Obituário
Velório. Caixão fechado. Em cima dele, uma foto da morta, exuberante, linda, de b i q u í n i.
A mãe do amigo do meu marido morreu aos 82 anos. Velório. Caixão fechado. Em cima dele, uma foto da morta, exuberante, linda, de b i q u í n i. Tinha ali uns 55 anos. Achei o gesto ousadíssimo. Como assim se chora alguém idoso, com tamanha mundanidade?
Na capela, velando a existência vivida, aquela foto me chamou a atenção. Não conhecia a falecida. Naqueles momentos de contrição, fiz uma historinha na minha cabeça. Linda, loura, leve, solta. Caraca, essa deve ter sido do balacobaco. E fiquei pensando no meu final. Aliás, vocês já pensaram no seu velório? Ideia macabra? Por quê?

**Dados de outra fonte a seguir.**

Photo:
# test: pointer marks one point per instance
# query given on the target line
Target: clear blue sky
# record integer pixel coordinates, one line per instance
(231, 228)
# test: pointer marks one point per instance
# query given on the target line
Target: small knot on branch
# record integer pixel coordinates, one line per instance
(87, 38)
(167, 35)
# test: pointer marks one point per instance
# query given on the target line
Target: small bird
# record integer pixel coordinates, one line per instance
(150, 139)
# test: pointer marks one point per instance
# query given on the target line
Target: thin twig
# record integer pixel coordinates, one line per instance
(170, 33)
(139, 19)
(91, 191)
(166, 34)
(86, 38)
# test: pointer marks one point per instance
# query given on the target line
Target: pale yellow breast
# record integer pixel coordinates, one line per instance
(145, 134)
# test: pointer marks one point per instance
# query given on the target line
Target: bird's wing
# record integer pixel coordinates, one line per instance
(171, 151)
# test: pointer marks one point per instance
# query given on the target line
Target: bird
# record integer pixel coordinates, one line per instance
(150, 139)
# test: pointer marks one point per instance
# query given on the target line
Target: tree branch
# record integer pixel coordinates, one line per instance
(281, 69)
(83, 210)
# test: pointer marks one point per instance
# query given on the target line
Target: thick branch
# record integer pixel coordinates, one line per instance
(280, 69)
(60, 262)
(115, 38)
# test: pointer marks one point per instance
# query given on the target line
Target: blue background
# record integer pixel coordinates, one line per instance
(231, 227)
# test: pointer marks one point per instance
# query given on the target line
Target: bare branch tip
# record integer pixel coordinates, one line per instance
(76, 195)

Passado um tempinho, realizada a missa de sétimo dia, saímos para jantar, meu marido e eu, o filho da morta e sua esposa. E ele, filho da excêntrica mulher de biquíni, deu seu depoimento sobre a mãe. Claro, ela foi uma diva. Claro, eles se amaram muito como mãe e filho. Mas a diva aprontou. Deu trabalho na maturidade. Encarou a passagem do tempo de forma bélica querendo parar o relógio.
Mesmo aos 80 e muitos teve amores muito mais jovens. Possível, claro, mas neste caso eram fake lovers. Foi roubada, abusada, deu trabalho aos filhos, mas viveu. Loucamente. Viúva aos 72 anos, consumiu 1.000 anos em 10, experimentando amores líquidos e loucos, mas não pode ser acusada de monotonia. E voltei à foto de biquíni. “Foi dela a ideia. Ela não queria que a vissem no caixão. Não queria plateia para a morte. Queria a certeza da vida repleta de vida”, revelou o saudoso filho.
Em tempo: o biquíni era branco. O mar era o Mediterrâneo. O barco era dela. Tem maior homenagem à vida?